Si rimise composta, mordendosi le labbra con l'evidente intento di nascondermi un sorriso buffo.

«È una cosa divertente, signor Baker. Ma capita spesso che faccia imbestialire voi maschietti. Persino Denis mi sgrida.»

«Ma tu, ovviamente, perseveri nel farlo.»

«È un divertimento che non arreca grossi danni. Perché rinunciare?»

«Perché restano i segni, Lea. Me ne dovrò andare in giro con un'auto sulla quale, in controluce, compaiono le scritte "fuck you" e "free Britney". Porca puttana.»

E scoppiò a ridere. E Cristo, fu un suono che mi piacque quasi quanto quello dei suoi gemiti avvolti dalle mie dita.

«Che cazzo ridi, ragazzina?»

«Ti ho disegnato un cuoricino vicino alla parola Britney.»

Sbuffai, infastidito, ma non troppo.

«Perfetto. Davvero perfetto.»

Si posò un breve silenzio tra noi, che spezzò lei.
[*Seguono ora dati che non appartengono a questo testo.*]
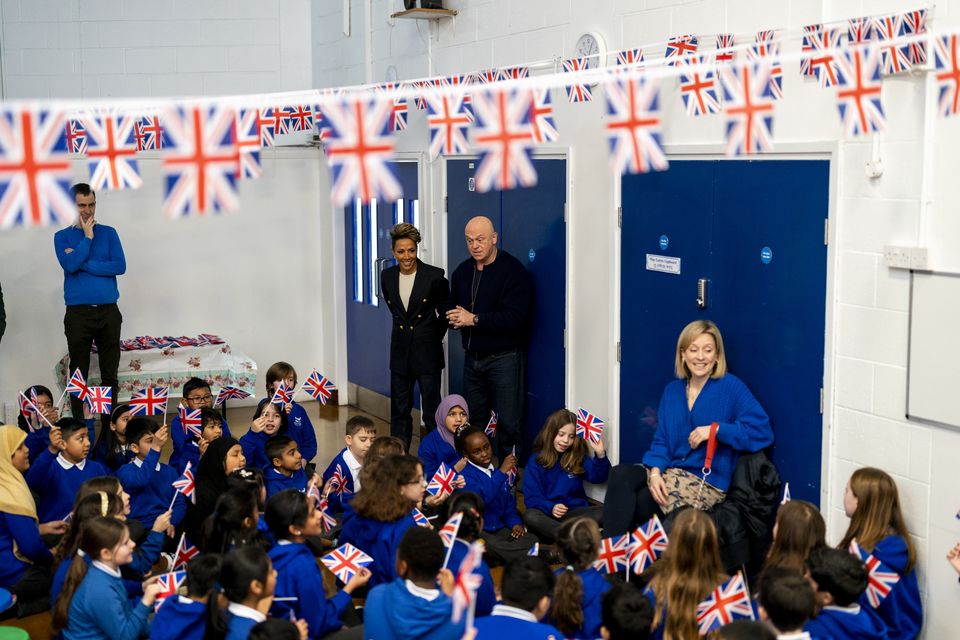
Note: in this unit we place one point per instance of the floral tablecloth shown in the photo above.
(171, 366)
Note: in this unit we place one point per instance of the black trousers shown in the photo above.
(84, 326)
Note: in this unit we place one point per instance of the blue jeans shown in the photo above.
(498, 381)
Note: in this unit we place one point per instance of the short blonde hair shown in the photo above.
(690, 333)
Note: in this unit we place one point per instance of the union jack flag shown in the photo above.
(148, 134)
(359, 149)
(948, 73)
(728, 602)
(441, 484)
(858, 93)
(589, 426)
(346, 562)
(449, 121)
(698, 86)
(748, 103)
(230, 393)
(34, 169)
(201, 160)
(185, 553)
(186, 485)
(151, 401)
(502, 136)
(819, 61)
(881, 579)
(111, 148)
(318, 386)
(578, 92)
(612, 554)
(680, 46)
(100, 399)
(634, 124)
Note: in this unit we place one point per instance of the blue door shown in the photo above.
(530, 226)
(755, 232)
(368, 252)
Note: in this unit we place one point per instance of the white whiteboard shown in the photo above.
(931, 371)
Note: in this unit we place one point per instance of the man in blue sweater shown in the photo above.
(92, 258)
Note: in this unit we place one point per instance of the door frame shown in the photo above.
(823, 150)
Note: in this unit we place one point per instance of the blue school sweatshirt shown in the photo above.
(179, 618)
(433, 450)
(403, 613)
(501, 505)
(23, 531)
(298, 576)
(301, 430)
(486, 596)
(594, 586)
(545, 488)
(56, 482)
(847, 623)
(377, 539)
(276, 481)
(512, 622)
(91, 267)
(150, 485)
(101, 609)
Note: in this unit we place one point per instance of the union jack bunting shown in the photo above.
(318, 386)
(185, 553)
(359, 149)
(185, 484)
(34, 169)
(201, 160)
(502, 136)
(612, 554)
(634, 124)
(577, 92)
(100, 399)
(881, 578)
(728, 602)
(698, 86)
(819, 61)
(647, 543)
(948, 73)
(111, 148)
(151, 401)
(748, 103)
(543, 128)
(148, 134)
(346, 562)
(858, 92)
(441, 484)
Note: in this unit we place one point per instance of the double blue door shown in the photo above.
(754, 233)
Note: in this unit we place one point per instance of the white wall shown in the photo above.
(866, 326)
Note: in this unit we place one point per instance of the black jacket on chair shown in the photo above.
(416, 342)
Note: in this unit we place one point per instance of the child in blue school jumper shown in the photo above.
(872, 503)
(94, 604)
(299, 426)
(580, 587)
(292, 518)
(61, 468)
(196, 395)
(840, 580)
(360, 434)
(185, 617)
(526, 588)
(553, 479)
(149, 481)
(413, 606)
(504, 534)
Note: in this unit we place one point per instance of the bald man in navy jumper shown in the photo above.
(92, 258)
(490, 299)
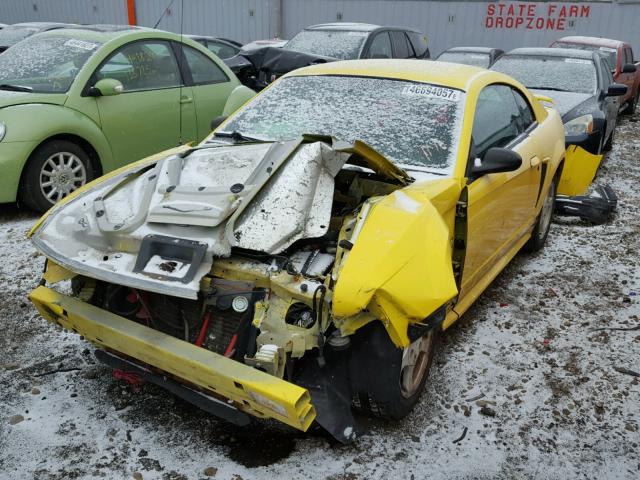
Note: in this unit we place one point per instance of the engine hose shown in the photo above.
(317, 313)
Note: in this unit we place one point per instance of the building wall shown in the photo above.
(446, 23)
(455, 23)
(72, 11)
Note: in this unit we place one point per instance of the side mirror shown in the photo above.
(106, 87)
(216, 122)
(616, 90)
(496, 160)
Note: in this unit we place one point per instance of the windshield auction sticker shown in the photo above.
(432, 91)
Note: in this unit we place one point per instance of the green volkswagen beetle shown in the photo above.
(76, 103)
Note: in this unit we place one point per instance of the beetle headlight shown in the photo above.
(580, 125)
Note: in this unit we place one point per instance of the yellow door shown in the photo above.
(501, 206)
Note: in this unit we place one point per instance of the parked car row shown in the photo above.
(303, 258)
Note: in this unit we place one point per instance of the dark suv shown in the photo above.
(327, 43)
(351, 41)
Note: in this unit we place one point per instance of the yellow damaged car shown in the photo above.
(301, 262)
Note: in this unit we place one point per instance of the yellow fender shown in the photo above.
(399, 268)
(579, 170)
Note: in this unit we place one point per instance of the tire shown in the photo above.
(54, 170)
(543, 223)
(632, 104)
(383, 383)
(609, 143)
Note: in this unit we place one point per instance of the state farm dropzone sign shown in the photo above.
(533, 16)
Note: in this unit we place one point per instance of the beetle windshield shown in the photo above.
(45, 64)
(11, 35)
(550, 73)
(328, 43)
(413, 124)
(467, 58)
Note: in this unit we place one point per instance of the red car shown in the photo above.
(620, 56)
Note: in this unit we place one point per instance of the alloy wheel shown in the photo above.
(61, 174)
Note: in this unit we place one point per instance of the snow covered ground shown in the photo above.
(524, 374)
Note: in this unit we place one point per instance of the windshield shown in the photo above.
(46, 64)
(550, 73)
(610, 54)
(12, 35)
(413, 124)
(467, 58)
(329, 43)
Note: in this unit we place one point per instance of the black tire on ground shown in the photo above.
(54, 170)
(632, 104)
(375, 372)
(543, 222)
(609, 143)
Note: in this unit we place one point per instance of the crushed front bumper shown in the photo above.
(579, 170)
(245, 388)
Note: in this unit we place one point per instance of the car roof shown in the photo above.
(346, 26)
(40, 25)
(453, 75)
(101, 33)
(553, 52)
(596, 41)
(471, 49)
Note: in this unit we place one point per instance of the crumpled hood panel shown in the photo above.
(256, 196)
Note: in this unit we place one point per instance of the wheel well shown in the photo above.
(86, 146)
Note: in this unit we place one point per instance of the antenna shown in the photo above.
(163, 14)
(180, 66)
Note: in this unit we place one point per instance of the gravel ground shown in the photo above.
(524, 375)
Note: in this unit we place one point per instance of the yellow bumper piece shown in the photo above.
(250, 390)
(579, 170)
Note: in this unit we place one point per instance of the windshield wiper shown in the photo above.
(15, 88)
(549, 88)
(237, 136)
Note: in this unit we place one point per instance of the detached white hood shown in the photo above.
(158, 227)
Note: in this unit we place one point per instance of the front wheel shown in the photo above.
(387, 381)
(543, 223)
(54, 170)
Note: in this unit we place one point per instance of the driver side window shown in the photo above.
(496, 121)
(380, 46)
(142, 66)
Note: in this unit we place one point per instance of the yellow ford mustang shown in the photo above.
(301, 261)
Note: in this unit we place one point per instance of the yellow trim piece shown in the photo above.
(55, 273)
(251, 390)
(579, 170)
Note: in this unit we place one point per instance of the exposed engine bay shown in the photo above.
(260, 309)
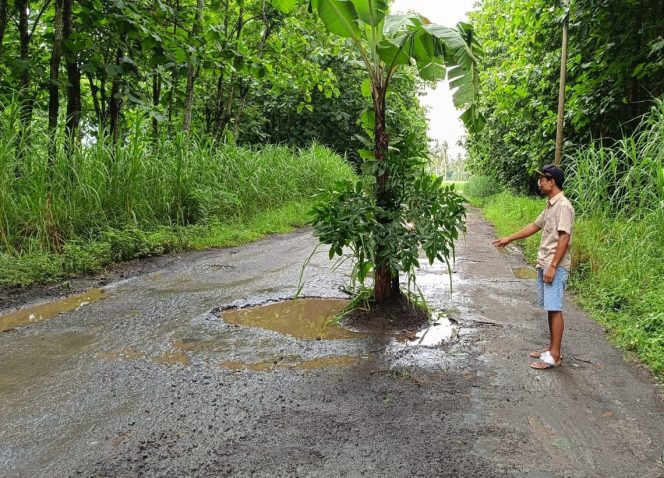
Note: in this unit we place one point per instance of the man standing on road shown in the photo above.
(553, 259)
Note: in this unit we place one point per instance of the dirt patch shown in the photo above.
(12, 298)
(398, 315)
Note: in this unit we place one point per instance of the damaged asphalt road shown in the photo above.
(145, 380)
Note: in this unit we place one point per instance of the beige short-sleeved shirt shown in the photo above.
(557, 216)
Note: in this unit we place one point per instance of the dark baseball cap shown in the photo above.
(552, 171)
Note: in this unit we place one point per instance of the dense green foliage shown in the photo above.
(617, 275)
(395, 209)
(109, 202)
(236, 71)
(616, 67)
(118, 122)
(618, 236)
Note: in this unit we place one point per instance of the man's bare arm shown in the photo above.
(561, 248)
(527, 231)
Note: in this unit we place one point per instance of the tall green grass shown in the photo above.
(109, 202)
(626, 180)
(618, 241)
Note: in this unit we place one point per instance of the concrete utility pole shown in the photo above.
(561, 93)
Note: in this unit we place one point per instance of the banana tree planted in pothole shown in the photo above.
(395, 209)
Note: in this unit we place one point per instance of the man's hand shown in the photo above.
(549, 275)
(502, 242)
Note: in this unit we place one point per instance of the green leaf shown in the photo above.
(366, 88)
(339, 17)
(285, 6)
(395, 51)
(433, 70)
(371, 12)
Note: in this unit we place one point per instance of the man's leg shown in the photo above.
(556, 328)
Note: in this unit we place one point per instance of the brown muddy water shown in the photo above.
(308, 319)
(37, 313)
(525, 272)
(315, 320)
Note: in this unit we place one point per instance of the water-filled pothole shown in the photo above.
(441, 330)
(525, 272)
(37, 313)
(292, 363)
(309, 319)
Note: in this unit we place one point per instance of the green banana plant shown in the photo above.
(385, 44)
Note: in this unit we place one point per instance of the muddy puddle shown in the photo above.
(37, 313)
(41, 357)
(308, 319)
(525, 273)
(313, 319)
(441, 330)
(292, 363)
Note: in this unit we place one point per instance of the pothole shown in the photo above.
(292, 363)
(37, 313)
(441, 330)
(525, 272)
(308, 319)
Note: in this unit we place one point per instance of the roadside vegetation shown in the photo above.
(618, 242)
(107, 203)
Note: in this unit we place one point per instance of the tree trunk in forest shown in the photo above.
(53, 86)
(115, 103)
(174, 80)
(73, 76)
(3, 21)
(24, 78)
(94, 92)
(386, 287)
(156, 96)
(192, 71)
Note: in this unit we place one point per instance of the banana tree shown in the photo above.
(385, 44)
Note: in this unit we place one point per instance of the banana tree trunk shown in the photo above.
(386, 287)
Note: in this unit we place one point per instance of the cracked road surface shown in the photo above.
(144, 380)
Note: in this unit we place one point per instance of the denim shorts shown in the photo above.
(551, 295)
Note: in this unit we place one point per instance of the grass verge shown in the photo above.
(617, 271)
(116, 245)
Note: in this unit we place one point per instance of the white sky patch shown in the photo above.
(444, 123)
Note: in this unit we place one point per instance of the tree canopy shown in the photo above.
(615, 69)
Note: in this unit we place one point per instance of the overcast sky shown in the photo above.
(444, 123)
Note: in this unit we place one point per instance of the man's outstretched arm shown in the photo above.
(561, 248)
(527, 231)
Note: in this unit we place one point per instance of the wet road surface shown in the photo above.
(143, 378)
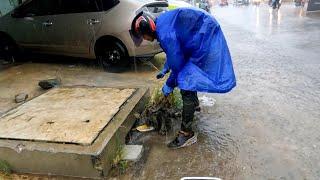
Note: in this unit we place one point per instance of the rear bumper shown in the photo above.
(145, 49)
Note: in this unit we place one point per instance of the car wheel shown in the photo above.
(113, 57)
(8, 50)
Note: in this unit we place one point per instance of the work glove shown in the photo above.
(160, 75)
(166, 90)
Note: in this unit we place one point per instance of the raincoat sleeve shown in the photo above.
(175, 58)
(166, 68)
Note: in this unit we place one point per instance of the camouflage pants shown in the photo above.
(190, 102)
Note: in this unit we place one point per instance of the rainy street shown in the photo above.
(268, 126)
(265, 128)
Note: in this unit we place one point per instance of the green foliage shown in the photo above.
(174, 99)
(5, 167)
(119, 165)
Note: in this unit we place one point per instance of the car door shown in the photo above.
(72, 31)
(26, 26)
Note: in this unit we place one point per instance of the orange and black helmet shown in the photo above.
(142, 24)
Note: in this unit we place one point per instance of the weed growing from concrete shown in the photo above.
(5, 167)
(119, 165)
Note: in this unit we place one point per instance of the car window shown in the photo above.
(108, 4)
(38, 8)
(80, 6)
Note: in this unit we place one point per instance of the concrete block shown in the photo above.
(132, 152)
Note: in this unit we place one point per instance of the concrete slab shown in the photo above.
(132, 152)
(59, 157)
(69, 115)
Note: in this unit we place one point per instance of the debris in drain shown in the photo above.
(144, 128)
(49, 83)
(159, 115)
(21, 97)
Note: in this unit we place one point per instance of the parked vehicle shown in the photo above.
(80, 28)
(223, 3)
(173, 4)
(299, 3)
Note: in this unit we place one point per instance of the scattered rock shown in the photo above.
(21, 97)
(49, 83)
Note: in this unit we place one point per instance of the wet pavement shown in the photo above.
(266, 128)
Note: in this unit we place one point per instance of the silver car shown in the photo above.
(94, 29)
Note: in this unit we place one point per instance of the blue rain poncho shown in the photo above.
(197, 52)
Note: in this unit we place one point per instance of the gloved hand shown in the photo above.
(160, 75)
(166, 90)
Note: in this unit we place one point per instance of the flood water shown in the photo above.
(266, 128)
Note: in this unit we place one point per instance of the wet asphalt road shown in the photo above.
(268, 126)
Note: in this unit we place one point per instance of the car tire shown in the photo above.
(113, 57)
(8, 49)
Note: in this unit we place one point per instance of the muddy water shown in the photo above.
(267, 128)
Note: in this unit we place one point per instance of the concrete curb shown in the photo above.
(93, 161)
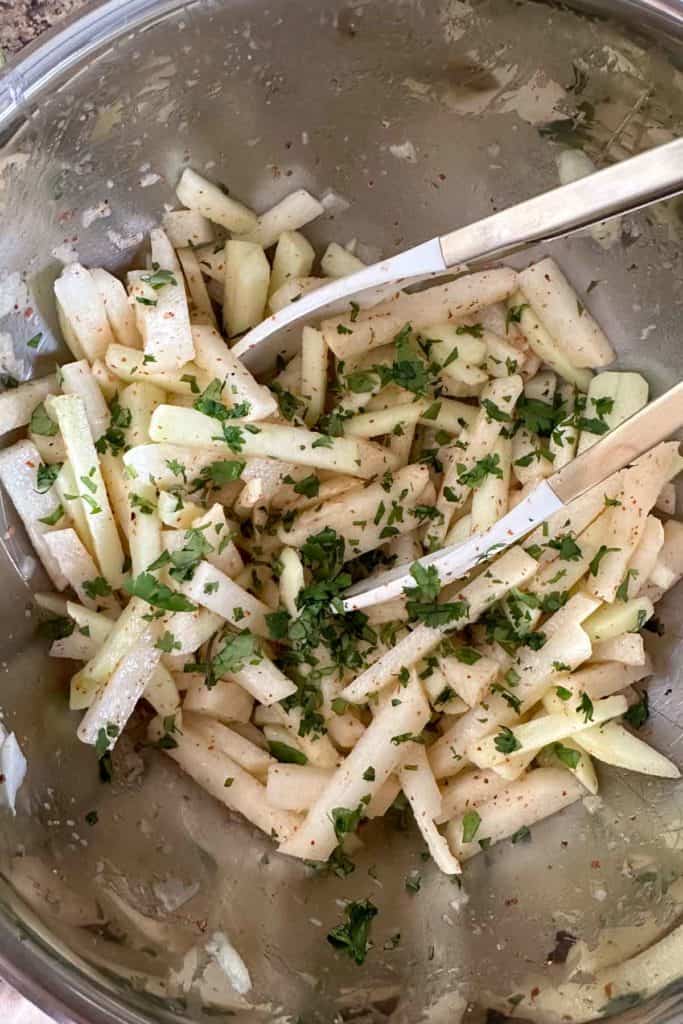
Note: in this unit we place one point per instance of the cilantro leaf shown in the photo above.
(46, 476)
(473, 477)
(506, 741)
(566, 755)
(42, 424)
(287, 755)
(352, 936)
(148, 589)
(639, 713)
(471, 822)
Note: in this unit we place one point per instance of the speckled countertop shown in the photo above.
(23, 20)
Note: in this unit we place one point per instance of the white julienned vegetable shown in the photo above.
(16, 404)
(566, 318)
(210, 201)
(236, 504)
(348, 336)
(13, 767)
(82, 313)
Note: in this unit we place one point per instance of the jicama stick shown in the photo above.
(493, 751)
(512, 569)
(162, 693)
(565, 317)
(379, 749)
(669, 566)
(292, 291)
(264, 681)
(644, 558)
(580, 765)
(140, 399)
(296, 787)
(456, 300)
(207, 199)
(50, 450)
(502, 357)
(529, 678)
(54, 603)
(613, 744)
(127, 632)
(213, 356)
(612, 397)
(537, 796)
(627, 648)
(77, 646)
(470, 464)
(423, 795)
(667, 500)
(119, 312)
(79, 568)
(631, 982)
(17, 404)
(317, 748)
(114, 705)
(383, 421)
(489, 500)
(562, 441)
(611, 620)
(187, 227)
(212, 769)
(82, 314)
(212, 589)
(294, 258)
(109, 384)
(18, 468)
(544, 346)
(70, 414)
(469, 791)
(290, 214)
(226, 701)
(572, 518)
(129, 366)
(313, 374)
(201, 308)
(250, 757)
(366, 517)
(176, 513)
(186, 426)
(144, 524)
(469, 679)
(247, 279)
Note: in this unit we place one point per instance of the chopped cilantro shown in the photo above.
(566, 755)
(286, 754)
(148, 589)
(46, 476)
(352, 936)
(471, 822)
(506, 741)
(42, 424)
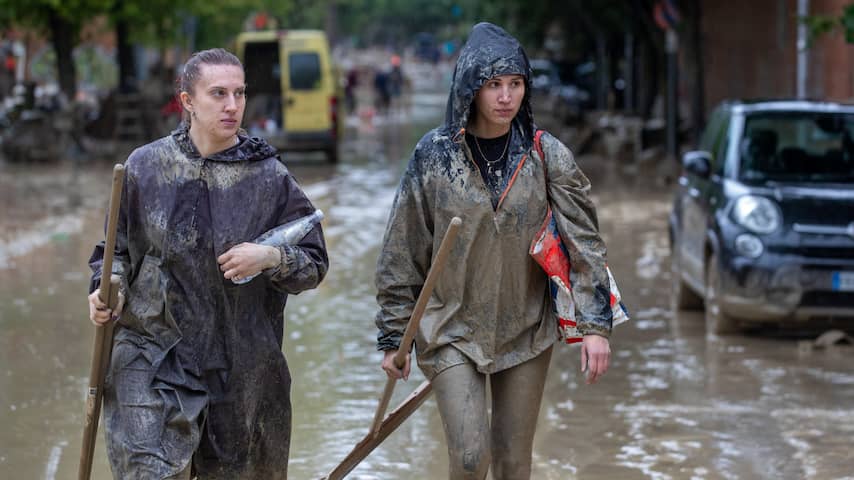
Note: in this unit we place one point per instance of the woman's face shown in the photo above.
(217, 103)
(497, 103)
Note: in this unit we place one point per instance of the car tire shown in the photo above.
(717, 322)
(681, 295)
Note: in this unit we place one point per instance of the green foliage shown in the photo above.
(820, 25)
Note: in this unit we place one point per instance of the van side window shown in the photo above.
(710, 132)
(304, 71)
(719, 151)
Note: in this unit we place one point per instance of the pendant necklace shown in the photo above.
(490, 163)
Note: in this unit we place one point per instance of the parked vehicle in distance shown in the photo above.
(293, 93)
(762, 221)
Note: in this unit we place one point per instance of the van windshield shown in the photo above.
(797, 147)
(305, 71)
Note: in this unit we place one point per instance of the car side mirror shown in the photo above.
(698, 162)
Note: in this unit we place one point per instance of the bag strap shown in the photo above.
(538, 144)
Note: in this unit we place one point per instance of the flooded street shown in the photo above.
(674, 405)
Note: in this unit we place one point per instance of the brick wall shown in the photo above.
(751, 52)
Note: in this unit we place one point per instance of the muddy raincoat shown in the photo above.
(490, 306)
(197, 369)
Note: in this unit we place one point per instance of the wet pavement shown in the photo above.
(674, 405)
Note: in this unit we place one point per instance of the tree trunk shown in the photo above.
(63, 39)
(125, 55)
(693, 58)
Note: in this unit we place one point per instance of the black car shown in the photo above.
(762, 224)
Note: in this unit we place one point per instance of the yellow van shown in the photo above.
(293, 96)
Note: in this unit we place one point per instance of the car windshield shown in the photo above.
(798, 147)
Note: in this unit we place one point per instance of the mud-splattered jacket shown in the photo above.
(213, 348)
(491, 301)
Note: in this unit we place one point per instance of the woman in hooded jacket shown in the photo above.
(197, 379)
(490, 318)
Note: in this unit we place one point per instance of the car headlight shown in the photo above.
(757, 214)
(749, 245)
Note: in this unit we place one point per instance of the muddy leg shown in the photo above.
(461, 396)
(516, 396)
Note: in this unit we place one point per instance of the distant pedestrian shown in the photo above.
(351, 82)
(490, 317)
(197, 381)
(382, 91)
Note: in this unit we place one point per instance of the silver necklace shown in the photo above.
(489, 162)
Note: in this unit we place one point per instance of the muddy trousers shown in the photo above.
(506, 440)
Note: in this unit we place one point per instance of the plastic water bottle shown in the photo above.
(287, 234)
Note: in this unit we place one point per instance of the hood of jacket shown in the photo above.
(488, 52)
(247, 148)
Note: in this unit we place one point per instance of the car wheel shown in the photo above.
(717, 322)
(681, 295)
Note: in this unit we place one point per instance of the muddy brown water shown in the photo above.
(674, 404)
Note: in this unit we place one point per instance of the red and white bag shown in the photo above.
(548, 250)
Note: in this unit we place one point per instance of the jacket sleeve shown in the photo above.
(404, 258)
(302, 266)
(575, 215)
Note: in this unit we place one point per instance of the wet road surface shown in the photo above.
(674, 405)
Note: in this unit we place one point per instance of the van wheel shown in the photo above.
(681, 295)
(332, 155)
(717, 322)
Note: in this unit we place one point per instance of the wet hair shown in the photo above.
(192, 70)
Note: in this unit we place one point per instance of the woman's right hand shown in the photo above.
(99, 314)
(391, 369)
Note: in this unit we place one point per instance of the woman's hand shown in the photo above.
(595, 355)
(391, 369)
(247, 259)
(99, 314)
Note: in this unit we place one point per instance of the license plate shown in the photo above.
(843, 281)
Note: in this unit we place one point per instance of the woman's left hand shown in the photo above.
(247, 259)
(595, 355)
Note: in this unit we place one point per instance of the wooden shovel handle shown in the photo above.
(436, 268)
(108, 292)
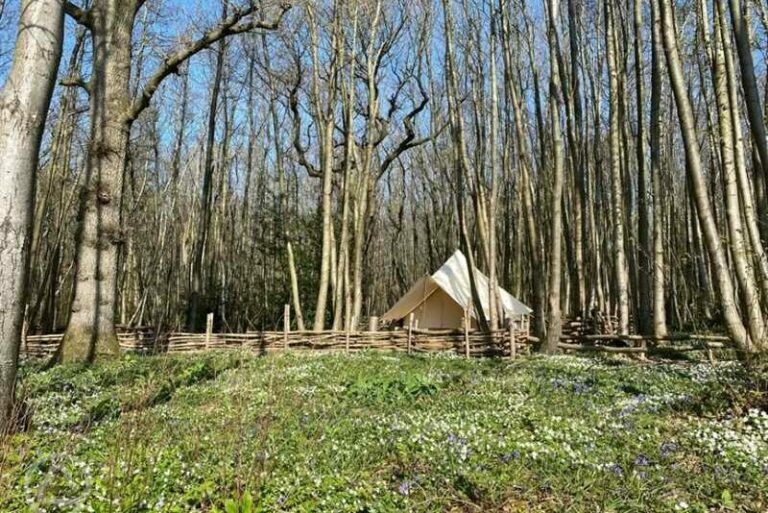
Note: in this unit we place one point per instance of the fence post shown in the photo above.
(466, 322)
(208, 330)
(410, 331)
(512, 340)
(286, 325)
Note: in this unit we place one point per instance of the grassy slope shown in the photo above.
(374, 432)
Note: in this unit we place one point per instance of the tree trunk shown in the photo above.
(619, 256)
(91, 332)
(554, 328)
(24, 103)
(696, 180)
(659, 306)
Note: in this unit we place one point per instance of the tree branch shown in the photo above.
(233, 24)
(77, 13)
(301, 151)
(76, 81)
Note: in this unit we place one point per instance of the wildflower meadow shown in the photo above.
(232, 432)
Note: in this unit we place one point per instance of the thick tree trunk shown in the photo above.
(91, 332)
(24, 103)
(554, 328)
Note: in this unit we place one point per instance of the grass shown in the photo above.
(378, 433)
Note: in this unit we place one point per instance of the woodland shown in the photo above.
(164, 160)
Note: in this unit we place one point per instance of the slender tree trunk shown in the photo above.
(659, 306)
(749, 82)
(194, 315)
(744, 274)
(644, 317)
(619, 256)
(696, 180)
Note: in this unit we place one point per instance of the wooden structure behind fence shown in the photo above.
(508, 342)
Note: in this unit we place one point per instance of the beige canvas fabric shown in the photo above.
(440, 300)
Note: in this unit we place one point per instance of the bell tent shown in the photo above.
(440, 301)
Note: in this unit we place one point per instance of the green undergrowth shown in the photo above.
(232, 432)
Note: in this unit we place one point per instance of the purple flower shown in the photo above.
(580, 388)
(514, 455)
(667, 448)
(642, 460)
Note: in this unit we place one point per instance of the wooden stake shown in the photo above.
(208, 329)
(512, 341)
(466, 322)
(410, 331)
(286, 325)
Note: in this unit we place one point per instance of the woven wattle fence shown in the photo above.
(472, 343)
(139, 340)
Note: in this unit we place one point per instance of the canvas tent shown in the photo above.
(439, 301)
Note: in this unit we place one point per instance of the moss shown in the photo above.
(83, 345)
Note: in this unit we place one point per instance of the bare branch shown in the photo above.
(77, 13)
(233, 24)
(76, 81)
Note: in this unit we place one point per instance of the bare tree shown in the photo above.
(24, 102)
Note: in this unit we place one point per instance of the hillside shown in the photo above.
(373, 432)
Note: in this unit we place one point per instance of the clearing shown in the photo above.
(370, 432)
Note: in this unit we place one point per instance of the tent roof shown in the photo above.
(453, 278)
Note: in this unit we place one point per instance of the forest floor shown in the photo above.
(371, 432)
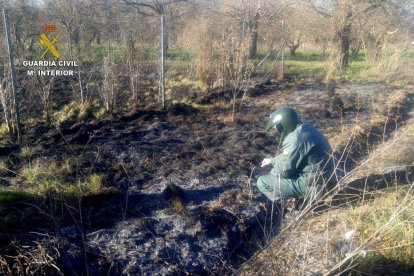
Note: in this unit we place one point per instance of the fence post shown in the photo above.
(12, 74)
(163, 61)
(282, 71)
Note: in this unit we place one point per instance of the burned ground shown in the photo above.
(180, 194)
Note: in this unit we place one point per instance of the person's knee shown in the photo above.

«Non sono danni grossi, se si vedono solo a volte. Solo in controluce. E solo se guardi bene.»

Avrei voluto darle ragione. Ma aveva torto, e lei lo sapeva bene. Non comprendevo ancora quanto lo sapesse, in che misura, quanto quella consapevolezza le fosse stata piantata tra carne e ossa e quanto le fosse inevitabile illudersi del contrario.

«Proprio tu, che non fai che parlare di valore, dovresti sapere che la dimensione di qualcosa non ne misura la stima. Un danno piccolo, Lea, può compromettere un intero sistema, soprattutto se passa inosservato troppo a lungo.»